Entre 2018/2019 et 2019/2020, le Soudan devançait le Sénégal de plus d’un million de tonnes dans la production d’arachide. En l’espace de quelques années, cet écart s’est totalement résorbé. Selon les dernières projections du Département américain de l’Agriculture (USDA), le Sénégal pourrait, pour la première fois, dépasser le Soudan lors de la campagne 2025/2026 et devenir le deuxième producteur africain derrière le Nigeria. La récolte sénégalaise est annoncée à 1,15 million de tonnes, contre 800 000 tonnes en 2024/2025. Un rebond significatif, même s’il ne s’agit pas d’une campagne exceptionnelle.
Le contraste est saisissant avec la trajectoire du Soudan, dont la production devrait chuter à 1 million de tonnes, un niveau historiquement bas. Le pays enregistre ainsi une troisième campagne consécutive sous les deux millions de tonnes, confirmant un déclin structurel.
La contraction de l’offre soudanaise s’explique par une combinaison de facteurs sécuritaires, économiques et logistiques.

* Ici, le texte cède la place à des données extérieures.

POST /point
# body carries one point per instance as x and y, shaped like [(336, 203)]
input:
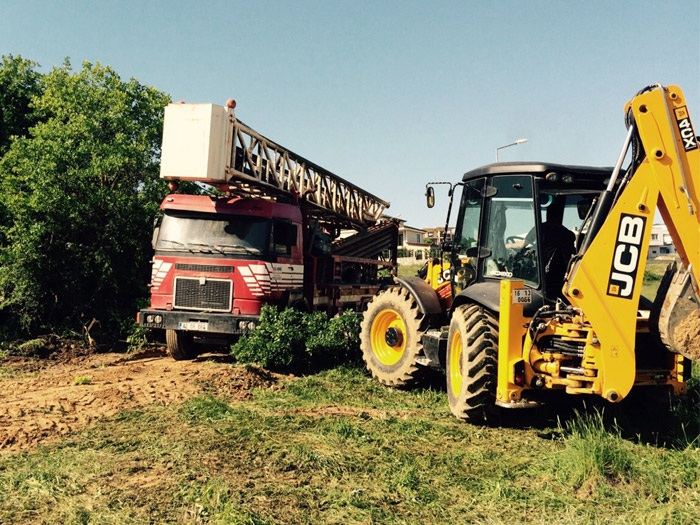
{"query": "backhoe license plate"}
[(522, 296), (195, 326)]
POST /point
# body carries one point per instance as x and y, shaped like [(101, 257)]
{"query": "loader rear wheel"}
[(472, 364), (390, 335), (180, 345)]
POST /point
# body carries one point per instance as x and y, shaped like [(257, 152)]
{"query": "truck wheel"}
[(390, 335), (472, 364), (180, 345)]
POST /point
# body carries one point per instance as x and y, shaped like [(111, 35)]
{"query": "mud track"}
[(42, 400)]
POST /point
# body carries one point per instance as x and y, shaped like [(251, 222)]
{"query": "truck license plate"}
[(522, 296), (195, 326)]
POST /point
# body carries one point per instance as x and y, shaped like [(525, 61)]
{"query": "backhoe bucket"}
[(678, 311)]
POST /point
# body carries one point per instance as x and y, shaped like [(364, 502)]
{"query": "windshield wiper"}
[(237, 247), (203, 247)]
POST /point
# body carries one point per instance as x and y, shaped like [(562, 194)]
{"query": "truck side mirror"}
[(430, 196), (156, 231)]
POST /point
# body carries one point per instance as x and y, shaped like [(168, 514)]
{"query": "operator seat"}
[(558, 246)]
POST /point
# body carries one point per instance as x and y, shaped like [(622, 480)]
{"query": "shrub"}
[(297, 341)]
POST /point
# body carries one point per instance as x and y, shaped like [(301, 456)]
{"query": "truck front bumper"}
[(203, 322)]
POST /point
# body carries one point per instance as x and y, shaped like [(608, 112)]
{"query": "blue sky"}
[(389, 94)]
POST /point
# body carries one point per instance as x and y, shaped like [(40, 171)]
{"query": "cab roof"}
[(539, 169)]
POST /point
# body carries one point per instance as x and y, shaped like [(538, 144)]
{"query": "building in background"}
[(660, 243)]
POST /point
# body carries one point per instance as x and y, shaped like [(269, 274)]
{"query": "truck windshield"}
[(210, 232)]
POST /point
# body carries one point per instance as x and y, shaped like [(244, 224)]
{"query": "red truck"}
[(276, 229)]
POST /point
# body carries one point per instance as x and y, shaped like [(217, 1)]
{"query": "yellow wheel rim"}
[(388, 337), (455, 364)]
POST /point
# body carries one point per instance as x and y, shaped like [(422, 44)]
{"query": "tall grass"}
[(335, 447)]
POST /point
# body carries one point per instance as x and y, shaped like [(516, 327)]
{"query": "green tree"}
[(79, 195), (19, 84)]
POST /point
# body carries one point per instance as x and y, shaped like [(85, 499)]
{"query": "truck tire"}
[(472, 364), (390, 335), (180, 345)]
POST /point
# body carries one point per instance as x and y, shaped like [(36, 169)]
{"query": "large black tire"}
[(180, 345), (390, 338), (472, 364)]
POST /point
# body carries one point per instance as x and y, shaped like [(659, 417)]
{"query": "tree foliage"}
[(78, 194), (19, 84), (294, 340)]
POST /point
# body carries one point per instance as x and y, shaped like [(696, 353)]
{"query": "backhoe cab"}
[(540, 288)]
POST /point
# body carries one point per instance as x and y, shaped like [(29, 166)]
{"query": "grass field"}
[(336, 447)]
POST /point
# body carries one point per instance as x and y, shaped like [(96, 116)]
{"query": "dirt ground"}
[(43, 399)]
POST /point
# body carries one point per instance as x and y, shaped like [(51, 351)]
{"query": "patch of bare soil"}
[(42, 400)]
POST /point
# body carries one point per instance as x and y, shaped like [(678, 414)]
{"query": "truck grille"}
[(203, 294)]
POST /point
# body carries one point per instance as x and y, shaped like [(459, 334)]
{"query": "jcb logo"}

Depuis avril 2023, la guerre civile opposant les Forces de soutien rapide (RSF) à l’armée régulière a touché des zones-clés comme le Darfour et le Kordofan, paralysant les chaînes d’approvisionnement. Dans une intervention en marge de la Conférence mondiale sur le sésame et l’arachide organisée en Turquie en septembre dernier, Islam Baasher, responsable du développement commercial chez Bayrony, rappelait que de nombreuses entreprises avaient suspendu ou fortement réduit leur activité. La fermeture de banques a freiné l’accès au financement agricole, compliquant les campagnes de semis et de récolte, tandis que l’insécurité a provoqué des pertes de marchandises et une hausse marquée des coûts logistiques, nuisant à la rentabilité du secteur.
Pendant ce temps, le Sénégal affiche des performances en nette amélioration. En 2024/2025, le pays a enregistré un rendement d’environ une tonne par hectare, soit 50 % de plus que le rendement soudanais estimé à 0,69 tonne/ha, malgré une superficie bien plus faible : 780 000 hectares, contre 2,83 millions au Soudan. La tendance devrait encore s’accentuer en 2025/2026, avec un rendement attendu à 1,32 tonne/ha pour le Sénégal, tandis que celui du Soudan reculerait à 0,50 tonne/ha.


Cette abondance annonce toutefois un véritable casse-tête pour les acteurs locaux. La Société nationale de commercialisation des oléagineux (Sonacos) s’est fixé un objectif ambitieux : collecter 450 000 tonnes d’arachide auprès des producteurs. Deux mois après le lancement officiel de la campagne en novembre dernier, seules 62 000 tonnes avaient été achetées, un démarrage très en dessous des attentes. Certes, la société publique a montré sa capacité à monter en puissance, en passant de 12 933 tonnes collectées en 2023/2024 à 155 578 tonnes l’année suivante, mais atteindre ce nouveau seuil relève pour beaucoup d’un pari difficile.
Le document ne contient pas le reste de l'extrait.